# Advice please Finding it difficult getting employment



## oosoom (24 Sep 2008)

Hi ,

I would really appreciate some opinions and advise on my present situation. I have been looking for employment since the end of March particularly in Project Admin/ Junior Project Management but am having no suucess. Qualifications wise I have a BA in Business Studies, Diploma in Project Management and other specific PM qualifications such as Six Sigma Black Belt and Prince 2. I also have completed one year of a two year MBA Course. I have registered and have met with roughly ten agencies and have secured only one interview for a position with a salary of 23,000 euro. The company that interviewed me were lovely and offered great advise that I have took on board and they concluded that I would be really bored and frustrated  with the job and it would not lead to the promised land as advised by the agency. I have been to 3 interviews  when I went directly through the employeer and on each occassion the position went to a more experienced candiate. On each interview the level of knowledge and research I did was acknowledged. At this stage My confidence is low and have no idea how to move on from my situation. Any advise would be grately appreciated as I am now becoming quite desperate.


----------



## spreadsheet (24 Sep 2008)

*Re: Advise please Finding it difficult getting employment*

What experience do you have?


----------



## oosoom (24 Sep 2008)

*Re: Advise please Finding it difficult getting employment*

I have a years experience in general administration and a years experience in accounts. I have over 2 yrs experience as a Customer Relationship Manager for a National Complaints Service. I have 1 yr experience of working as a Junior PM in a financial services company. I have also worked just over six months in a facilities position.


----------



## Diziet (24 Sep 2008)

*Re: Advise please Finding it difficult getting employment*

My only advice is to keep trying. Project management is about experience more than anything else. The qualifications are good, but from what you said you are still unproven as a project manager so you will need to work your way up. I would concentrate on getting a foot in the door and them building up your experience. Can you back up your six sigma black belt qualification with the results of one or more real projects?


----------



## oosoom (24 Sep 2008)

*Re: Advise please Finding it difficult getting employment*

I have worked as a Customer Relationship Manager in an Industry where Customer satisfaction would traditionally not have been held in the highest regard. During my time in this position I have promoted good customer service policies to be essential in order to both sustain and grow there business. While in this position I became aware and interested in the six sigma black belt


----------



## Diziet (25 Sep 2008)

*Re: Advise please Finding it difficult getting employment*



oosoom said:


> I have worked as a Customer Relationship Manager in an Industry where Customer satisfaction would traditionally not have been held in the highest regard. During my time in this position I have promoted good customer service policies to be essential in order to both sustain and grow there business. While in this position I became aware and interested in the six sigma black belt



I hope my previous reply did not come across as unhelpful. But there is incredible variation in the experience and skills of six sigma experts. In my line of work as six sigma black belt would have 20 years experience of process optimisation and a stack of projects under their belt. You are not at that level yet. The qualifications and knowledge are great, and they will be very useful to you as a practising project manager. You just need to pitch yourself at the right level because what matters is experience and tangible results, and this is what you need to build up.

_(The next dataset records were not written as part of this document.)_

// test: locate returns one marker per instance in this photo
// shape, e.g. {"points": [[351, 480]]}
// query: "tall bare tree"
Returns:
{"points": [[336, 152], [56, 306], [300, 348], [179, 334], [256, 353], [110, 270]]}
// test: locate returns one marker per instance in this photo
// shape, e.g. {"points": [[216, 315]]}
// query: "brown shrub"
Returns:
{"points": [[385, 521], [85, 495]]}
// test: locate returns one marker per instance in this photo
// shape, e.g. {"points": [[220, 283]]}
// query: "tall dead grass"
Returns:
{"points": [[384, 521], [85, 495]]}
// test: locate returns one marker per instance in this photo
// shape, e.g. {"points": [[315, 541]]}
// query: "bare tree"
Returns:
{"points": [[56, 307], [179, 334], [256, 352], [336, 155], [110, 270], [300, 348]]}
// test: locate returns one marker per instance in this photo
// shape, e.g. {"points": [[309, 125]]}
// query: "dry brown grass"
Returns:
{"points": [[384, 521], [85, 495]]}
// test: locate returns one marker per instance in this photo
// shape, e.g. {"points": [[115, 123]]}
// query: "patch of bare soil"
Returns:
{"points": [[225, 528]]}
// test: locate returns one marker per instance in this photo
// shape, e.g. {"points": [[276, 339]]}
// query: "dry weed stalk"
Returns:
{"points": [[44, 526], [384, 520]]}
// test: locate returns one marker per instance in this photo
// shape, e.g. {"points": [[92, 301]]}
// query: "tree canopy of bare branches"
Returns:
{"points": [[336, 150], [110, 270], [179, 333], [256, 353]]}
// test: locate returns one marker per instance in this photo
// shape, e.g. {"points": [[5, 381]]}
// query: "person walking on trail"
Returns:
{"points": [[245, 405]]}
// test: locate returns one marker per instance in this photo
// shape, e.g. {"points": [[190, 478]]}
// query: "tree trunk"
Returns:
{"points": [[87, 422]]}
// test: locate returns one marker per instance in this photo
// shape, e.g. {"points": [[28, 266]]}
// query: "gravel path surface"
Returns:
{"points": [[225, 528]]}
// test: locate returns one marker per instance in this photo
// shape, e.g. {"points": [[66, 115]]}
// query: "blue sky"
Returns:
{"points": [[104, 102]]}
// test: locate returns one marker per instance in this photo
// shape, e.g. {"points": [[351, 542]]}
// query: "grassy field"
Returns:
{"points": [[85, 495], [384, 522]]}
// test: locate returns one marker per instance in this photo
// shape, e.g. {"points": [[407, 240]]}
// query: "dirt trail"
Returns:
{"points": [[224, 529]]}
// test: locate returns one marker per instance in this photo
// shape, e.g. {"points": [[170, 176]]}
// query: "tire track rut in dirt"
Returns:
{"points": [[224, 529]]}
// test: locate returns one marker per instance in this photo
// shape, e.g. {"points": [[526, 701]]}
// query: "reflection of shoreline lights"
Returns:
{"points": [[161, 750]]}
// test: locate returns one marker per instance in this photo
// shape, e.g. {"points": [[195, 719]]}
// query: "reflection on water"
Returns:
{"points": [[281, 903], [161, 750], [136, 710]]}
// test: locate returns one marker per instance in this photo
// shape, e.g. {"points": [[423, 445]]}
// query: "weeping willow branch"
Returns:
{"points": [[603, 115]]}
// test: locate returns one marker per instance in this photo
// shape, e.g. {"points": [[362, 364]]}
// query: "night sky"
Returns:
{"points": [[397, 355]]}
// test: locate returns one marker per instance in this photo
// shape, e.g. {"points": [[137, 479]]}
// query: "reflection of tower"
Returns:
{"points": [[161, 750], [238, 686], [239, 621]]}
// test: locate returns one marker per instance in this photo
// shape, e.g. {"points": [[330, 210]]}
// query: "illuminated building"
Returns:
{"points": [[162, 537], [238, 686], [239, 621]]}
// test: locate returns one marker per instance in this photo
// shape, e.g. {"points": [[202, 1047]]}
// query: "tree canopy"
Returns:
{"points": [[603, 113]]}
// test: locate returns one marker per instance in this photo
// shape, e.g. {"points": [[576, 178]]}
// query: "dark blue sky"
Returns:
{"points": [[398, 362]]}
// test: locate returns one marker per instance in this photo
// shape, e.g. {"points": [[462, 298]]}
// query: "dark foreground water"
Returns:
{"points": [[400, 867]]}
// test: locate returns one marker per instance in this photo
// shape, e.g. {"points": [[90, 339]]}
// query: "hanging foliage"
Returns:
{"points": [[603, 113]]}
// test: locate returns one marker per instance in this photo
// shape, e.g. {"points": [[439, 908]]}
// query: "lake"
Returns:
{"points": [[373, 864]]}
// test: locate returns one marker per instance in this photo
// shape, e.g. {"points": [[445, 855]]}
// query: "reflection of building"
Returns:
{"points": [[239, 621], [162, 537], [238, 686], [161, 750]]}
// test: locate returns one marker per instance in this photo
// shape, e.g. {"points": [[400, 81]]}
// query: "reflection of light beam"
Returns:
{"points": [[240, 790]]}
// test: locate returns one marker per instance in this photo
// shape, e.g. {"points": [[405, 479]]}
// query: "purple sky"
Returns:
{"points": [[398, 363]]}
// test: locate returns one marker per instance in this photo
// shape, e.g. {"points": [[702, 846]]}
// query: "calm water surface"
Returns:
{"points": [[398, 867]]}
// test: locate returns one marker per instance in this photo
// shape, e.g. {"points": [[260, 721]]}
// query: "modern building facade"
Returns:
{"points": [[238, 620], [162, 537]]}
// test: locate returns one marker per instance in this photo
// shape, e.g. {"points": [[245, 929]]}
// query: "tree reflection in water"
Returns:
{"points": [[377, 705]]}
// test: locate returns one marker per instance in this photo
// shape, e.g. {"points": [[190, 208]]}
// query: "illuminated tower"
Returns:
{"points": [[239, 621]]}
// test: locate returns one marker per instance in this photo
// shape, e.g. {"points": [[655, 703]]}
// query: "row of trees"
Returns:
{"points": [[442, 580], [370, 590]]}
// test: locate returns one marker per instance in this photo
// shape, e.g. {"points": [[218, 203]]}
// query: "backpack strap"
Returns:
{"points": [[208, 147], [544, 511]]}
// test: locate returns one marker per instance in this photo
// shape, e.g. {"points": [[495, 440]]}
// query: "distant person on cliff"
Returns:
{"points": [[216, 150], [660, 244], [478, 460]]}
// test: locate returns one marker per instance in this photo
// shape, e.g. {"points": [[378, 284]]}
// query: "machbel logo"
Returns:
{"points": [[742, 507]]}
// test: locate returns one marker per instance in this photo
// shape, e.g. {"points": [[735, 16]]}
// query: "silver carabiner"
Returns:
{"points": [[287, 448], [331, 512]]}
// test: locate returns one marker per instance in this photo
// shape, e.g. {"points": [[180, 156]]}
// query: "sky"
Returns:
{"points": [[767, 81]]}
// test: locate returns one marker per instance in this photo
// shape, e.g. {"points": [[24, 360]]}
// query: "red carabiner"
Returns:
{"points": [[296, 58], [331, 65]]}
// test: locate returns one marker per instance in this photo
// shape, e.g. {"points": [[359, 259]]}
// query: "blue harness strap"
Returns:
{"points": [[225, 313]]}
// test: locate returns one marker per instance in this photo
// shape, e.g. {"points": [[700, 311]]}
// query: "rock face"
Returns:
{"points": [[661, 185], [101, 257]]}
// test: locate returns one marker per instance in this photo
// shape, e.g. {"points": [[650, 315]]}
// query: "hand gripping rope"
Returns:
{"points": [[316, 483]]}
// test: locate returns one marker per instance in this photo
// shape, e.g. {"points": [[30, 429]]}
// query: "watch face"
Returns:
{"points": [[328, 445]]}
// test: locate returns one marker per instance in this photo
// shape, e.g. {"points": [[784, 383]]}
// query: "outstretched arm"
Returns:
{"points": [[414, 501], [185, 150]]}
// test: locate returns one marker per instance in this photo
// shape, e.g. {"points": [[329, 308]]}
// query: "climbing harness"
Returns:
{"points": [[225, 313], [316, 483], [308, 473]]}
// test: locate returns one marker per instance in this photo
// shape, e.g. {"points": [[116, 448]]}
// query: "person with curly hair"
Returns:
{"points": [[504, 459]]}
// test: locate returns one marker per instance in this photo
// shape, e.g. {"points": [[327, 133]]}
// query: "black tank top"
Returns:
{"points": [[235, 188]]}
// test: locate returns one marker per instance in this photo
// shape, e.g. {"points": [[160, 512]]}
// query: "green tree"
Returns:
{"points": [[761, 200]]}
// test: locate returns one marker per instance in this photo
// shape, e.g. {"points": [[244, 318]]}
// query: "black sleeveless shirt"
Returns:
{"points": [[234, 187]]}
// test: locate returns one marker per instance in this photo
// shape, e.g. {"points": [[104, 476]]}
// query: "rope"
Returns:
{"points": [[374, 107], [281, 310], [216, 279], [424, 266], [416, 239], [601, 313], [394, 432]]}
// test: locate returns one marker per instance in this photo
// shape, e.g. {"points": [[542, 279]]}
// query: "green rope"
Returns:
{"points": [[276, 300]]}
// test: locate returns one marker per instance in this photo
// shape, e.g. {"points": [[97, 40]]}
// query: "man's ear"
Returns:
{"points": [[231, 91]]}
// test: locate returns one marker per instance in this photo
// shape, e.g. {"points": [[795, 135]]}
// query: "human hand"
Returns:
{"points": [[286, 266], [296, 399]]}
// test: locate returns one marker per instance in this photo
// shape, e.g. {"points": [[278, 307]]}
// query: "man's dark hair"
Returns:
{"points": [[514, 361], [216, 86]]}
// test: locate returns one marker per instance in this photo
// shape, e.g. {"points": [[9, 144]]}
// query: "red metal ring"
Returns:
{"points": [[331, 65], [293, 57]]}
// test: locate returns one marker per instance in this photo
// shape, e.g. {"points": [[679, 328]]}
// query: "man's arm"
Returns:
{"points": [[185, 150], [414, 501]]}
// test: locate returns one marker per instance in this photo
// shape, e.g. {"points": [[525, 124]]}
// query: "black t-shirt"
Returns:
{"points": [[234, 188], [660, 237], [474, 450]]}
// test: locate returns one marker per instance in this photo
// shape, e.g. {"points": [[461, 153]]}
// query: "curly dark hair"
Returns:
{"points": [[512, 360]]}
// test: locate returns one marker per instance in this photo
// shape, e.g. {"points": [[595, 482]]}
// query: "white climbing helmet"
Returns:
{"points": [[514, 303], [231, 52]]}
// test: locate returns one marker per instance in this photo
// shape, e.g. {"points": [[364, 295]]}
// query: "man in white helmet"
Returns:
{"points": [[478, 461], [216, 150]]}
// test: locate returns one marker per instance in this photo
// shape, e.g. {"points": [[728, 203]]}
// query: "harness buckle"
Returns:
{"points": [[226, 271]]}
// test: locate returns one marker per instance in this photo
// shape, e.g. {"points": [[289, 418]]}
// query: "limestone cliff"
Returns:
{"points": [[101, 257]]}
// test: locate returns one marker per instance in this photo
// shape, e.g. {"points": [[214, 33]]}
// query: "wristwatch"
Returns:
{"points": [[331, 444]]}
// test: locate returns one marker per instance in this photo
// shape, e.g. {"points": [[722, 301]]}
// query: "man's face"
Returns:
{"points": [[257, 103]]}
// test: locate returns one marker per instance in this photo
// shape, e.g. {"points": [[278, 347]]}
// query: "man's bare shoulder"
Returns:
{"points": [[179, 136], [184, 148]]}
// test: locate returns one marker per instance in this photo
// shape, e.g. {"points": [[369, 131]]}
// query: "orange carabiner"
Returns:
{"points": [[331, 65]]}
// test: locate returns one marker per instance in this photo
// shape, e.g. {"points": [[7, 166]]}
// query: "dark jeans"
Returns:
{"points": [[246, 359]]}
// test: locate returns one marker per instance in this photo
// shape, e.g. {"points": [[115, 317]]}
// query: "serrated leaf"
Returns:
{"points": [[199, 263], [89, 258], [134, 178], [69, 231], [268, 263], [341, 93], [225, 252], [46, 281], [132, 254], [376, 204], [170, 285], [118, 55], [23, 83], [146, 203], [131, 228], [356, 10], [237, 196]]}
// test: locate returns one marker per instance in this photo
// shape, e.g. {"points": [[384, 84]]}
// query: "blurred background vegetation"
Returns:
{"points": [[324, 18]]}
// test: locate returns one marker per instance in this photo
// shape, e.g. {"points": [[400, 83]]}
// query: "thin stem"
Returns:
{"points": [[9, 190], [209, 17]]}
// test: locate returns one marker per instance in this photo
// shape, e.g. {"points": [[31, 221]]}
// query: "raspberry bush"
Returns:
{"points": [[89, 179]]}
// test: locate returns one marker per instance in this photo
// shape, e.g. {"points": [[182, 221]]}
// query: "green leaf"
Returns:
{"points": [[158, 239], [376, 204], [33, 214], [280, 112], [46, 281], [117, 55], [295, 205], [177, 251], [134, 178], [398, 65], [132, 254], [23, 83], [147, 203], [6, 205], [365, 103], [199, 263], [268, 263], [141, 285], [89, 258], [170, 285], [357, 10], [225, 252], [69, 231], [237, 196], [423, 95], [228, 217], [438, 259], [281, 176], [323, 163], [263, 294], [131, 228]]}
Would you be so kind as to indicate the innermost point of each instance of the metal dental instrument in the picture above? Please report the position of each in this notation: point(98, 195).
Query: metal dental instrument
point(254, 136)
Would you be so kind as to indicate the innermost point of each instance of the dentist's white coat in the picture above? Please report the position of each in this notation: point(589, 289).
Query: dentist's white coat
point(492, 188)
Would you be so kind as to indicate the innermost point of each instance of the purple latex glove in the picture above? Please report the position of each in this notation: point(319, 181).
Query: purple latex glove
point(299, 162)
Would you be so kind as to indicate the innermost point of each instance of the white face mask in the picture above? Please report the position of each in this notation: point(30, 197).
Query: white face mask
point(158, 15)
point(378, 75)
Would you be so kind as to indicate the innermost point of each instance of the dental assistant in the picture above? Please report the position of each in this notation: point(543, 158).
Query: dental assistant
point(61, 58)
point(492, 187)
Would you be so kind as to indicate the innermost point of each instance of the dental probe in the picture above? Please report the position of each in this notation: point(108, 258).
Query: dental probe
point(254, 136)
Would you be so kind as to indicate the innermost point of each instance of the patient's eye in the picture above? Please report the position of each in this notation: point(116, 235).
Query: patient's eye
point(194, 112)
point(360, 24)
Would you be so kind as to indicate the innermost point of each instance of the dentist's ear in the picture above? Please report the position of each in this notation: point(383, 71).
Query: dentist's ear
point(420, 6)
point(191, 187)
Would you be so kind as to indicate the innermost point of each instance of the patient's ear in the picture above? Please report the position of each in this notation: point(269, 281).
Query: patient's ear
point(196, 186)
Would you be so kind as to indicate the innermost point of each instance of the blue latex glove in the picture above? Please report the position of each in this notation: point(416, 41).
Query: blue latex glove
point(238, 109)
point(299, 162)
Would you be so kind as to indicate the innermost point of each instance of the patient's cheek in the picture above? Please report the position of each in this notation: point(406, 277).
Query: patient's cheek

The best places for project managers starting out are large companies which have a project management department. They tend to have defined processes and there is a lot of scope for using formal PM qualifications (they also tend to understand what the qualifications are for  ). In such as situation, starting low is not a problem, as there is scope to move upwards. The trouble is, recruitment is at a low level at the moment, which is probably why you are having difficulties - if it's any consolation, it's not just you... You put a lot of effort into training so you clearly have drive and motivation. If you can, get a professional careers person to look over your CV.

Also, don't limit yourself to PM - you have Customer relationship management experience, why not capitalise on that? If you get into a large company, there is always a sideways move opportunity too.


----------



## oosoom (25 Sep 2008)

Thank You your advise is very helpful and very much appreciated and  I appreciate that  many are experiencing these difficulties in the present economic climate. On the PM side of things I have been very careful in the type of position I have applied for. I had applied through an agency recently for the following but they informed me I was unsuitable and that my CV would be passed to a colleague who may have something more suitable for me "contract opportunities open for Junior Project Managers and Project Administrators who wish to further their skills with a view to becoming experienced Project Managers"
 Skills & Experience:
- 1-2 years project administration experience
- Microsoft Office Project is a must
- Good client interaction skills
- Excellent verbal and written communicative ability


I am really sorry to be bothering you but could I ask if you would think that my  present experiences and skills would have been enough for puting my application forward to this employeer for this position?


----------



## tyrekicker (25 Sep 2008)

I'd prioritise offers from employers over agencies, and limit to 1 or 2 good agencies. If they have your CV on file they can claim payment from the employer once you secure a job, this could put you at a disadvantage to a candidate who applied directly.


----------



## oosoom (25 Sep 2008)

Thanks Tyrekicker advise appreciated


----------